What the meteorological literature, going back to P.V. Joseph’s foundational study in Mausam in 1980, establishes is the mechanism: that the Andhi is driven not by surface winds but by a downdraft — the cumulonimbus cloud’s cold pool outflow described above — which is why its force and its rain so often arrive in different places. Historical records put Delhi’s average at roughly eight Andhis a year (Joseph, Mausam, 1980). Sunday’s 101 km/hr at Palam was a separate episode within the same pre-monsoon window.

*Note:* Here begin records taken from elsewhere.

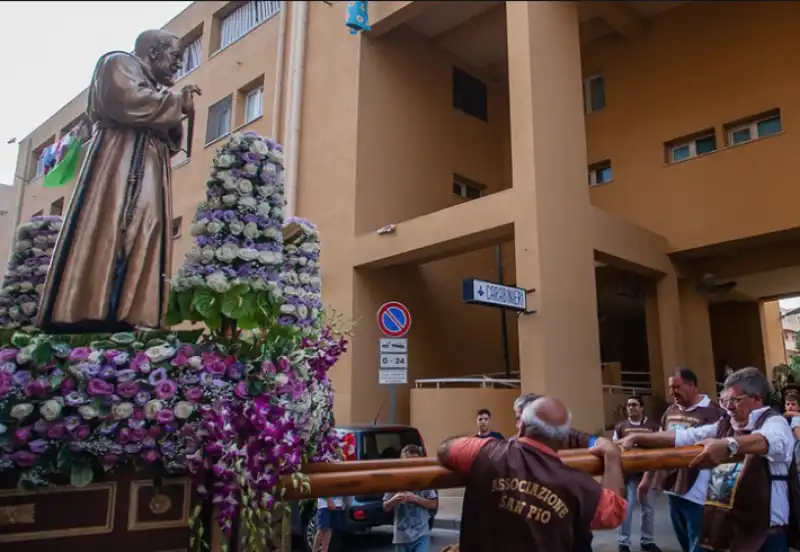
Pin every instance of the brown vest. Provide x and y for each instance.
(520, 498)
(737, 510)
(680, 481)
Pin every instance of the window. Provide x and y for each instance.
(688, 147)
(754, 128)
(470, 95)
(594, 93)
(244, 19)
(254, 104)
(600, 173)
(219, 119)
(186, 144)
(466, 188)
(57, 207)
(176, 227)
(191, 56)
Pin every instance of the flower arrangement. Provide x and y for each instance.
(232, 272)
(302, 285)
(238, 411)
(26, 272)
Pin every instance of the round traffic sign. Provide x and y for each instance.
(394, 319)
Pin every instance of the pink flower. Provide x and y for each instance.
(165, 416)
(241, 390)
(127, 389)
(217, 368)
(166, 389)
(23, 458)
(56, 431)
(194, 394)
(36, 388)
(100, 388)
(22, 435)
(150, 456)
(79, 354)
(82, 432)
(5, 383)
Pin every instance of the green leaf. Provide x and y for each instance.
(184, 303)
(43, 353)
(20, 340)
(214, 322)
(80, 476)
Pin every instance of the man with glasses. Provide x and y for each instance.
(686, 488)
(747, 504)
(636, 423)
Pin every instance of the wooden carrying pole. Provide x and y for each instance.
(414, 474)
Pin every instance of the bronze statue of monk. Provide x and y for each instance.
(114, 254)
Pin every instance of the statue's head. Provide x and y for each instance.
(161, 52)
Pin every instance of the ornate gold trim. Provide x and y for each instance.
(111, 487)
(133, 507)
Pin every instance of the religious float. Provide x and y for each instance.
(169, 440)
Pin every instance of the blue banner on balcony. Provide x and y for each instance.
(357, 17)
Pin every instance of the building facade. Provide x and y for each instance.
(629, 163)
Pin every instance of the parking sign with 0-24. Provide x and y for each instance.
(394, 360)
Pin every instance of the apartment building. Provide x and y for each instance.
(630, 163)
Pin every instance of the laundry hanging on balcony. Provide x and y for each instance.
(357, 17)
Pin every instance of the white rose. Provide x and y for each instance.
(183, 410)
(160, 353)
(122, 411)
(21, 411)
(152, 408)
(87, 412)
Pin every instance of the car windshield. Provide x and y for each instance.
(384, 445)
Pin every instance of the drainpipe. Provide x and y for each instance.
(299, 33)
(277, 103)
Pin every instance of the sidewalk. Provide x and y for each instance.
(449, 517)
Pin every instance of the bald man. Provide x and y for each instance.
(520, 496)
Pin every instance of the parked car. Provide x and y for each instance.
(363, 512)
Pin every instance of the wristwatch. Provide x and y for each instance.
(733, 446)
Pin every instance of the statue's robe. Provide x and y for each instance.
(112, 261)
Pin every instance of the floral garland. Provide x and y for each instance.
(26, 272)
(233, 269)
(238, 410)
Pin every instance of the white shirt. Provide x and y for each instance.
(616, 437)
(780, 441)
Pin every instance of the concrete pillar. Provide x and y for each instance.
(697, 337)
(559, 345)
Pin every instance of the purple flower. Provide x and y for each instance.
(157, 376)
(100, 388)
(38, 446)
(79, 354)
(166, 389)
(76, 398)
(127, 389)
(194, 394)
(142, 397)
(165, 416)
(24, 459)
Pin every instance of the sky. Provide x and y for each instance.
(47, 54)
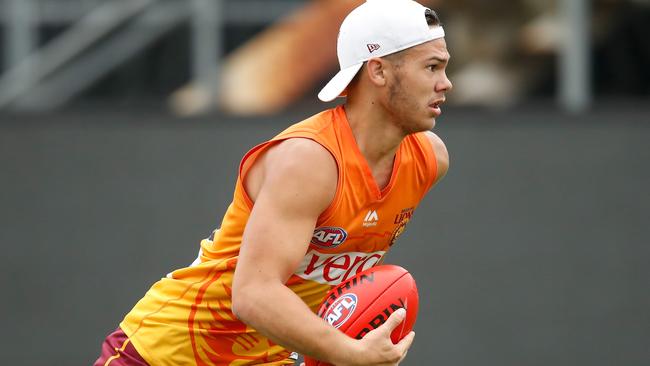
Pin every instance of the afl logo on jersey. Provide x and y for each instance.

The broader pattern of the 2026 pre-monsoon warrants closer attention. Western disturbances — cyclonic storm systems that travel eastward along the subtropical jet, ordinarily most active in winter — have doubled in frequency during June over the last 20 years, driven by a delayed northward migration of the jet (Hunt, Weather and Climate Dynamics, 2024), a band of westerly winds. More western disturbances in June mean more cyclonic circulations available to deliver moisture into the heated plains, and more frequent convective triggers of the kind that fired on Tuesday.
Also read:Why Delhi’s water crisis keeps returning to the same chokepoint
This intersects with a well-established finding in the heatwave science literature: that northwest India’s extreme heat episodes — the sustained 46-48°C events — are consistently linked to an upper-level anticyclone, a high-pressure system that suppresses convection, seals heat under clear skies, and blocks moisture from entering.
When that system is firmly established, temperatures build uninterrupted for days on end. When it is absent or weak, moisture penetrates, and convective storms fire at lower thresholds (Ratnam et al., Scientific Reports, 2016).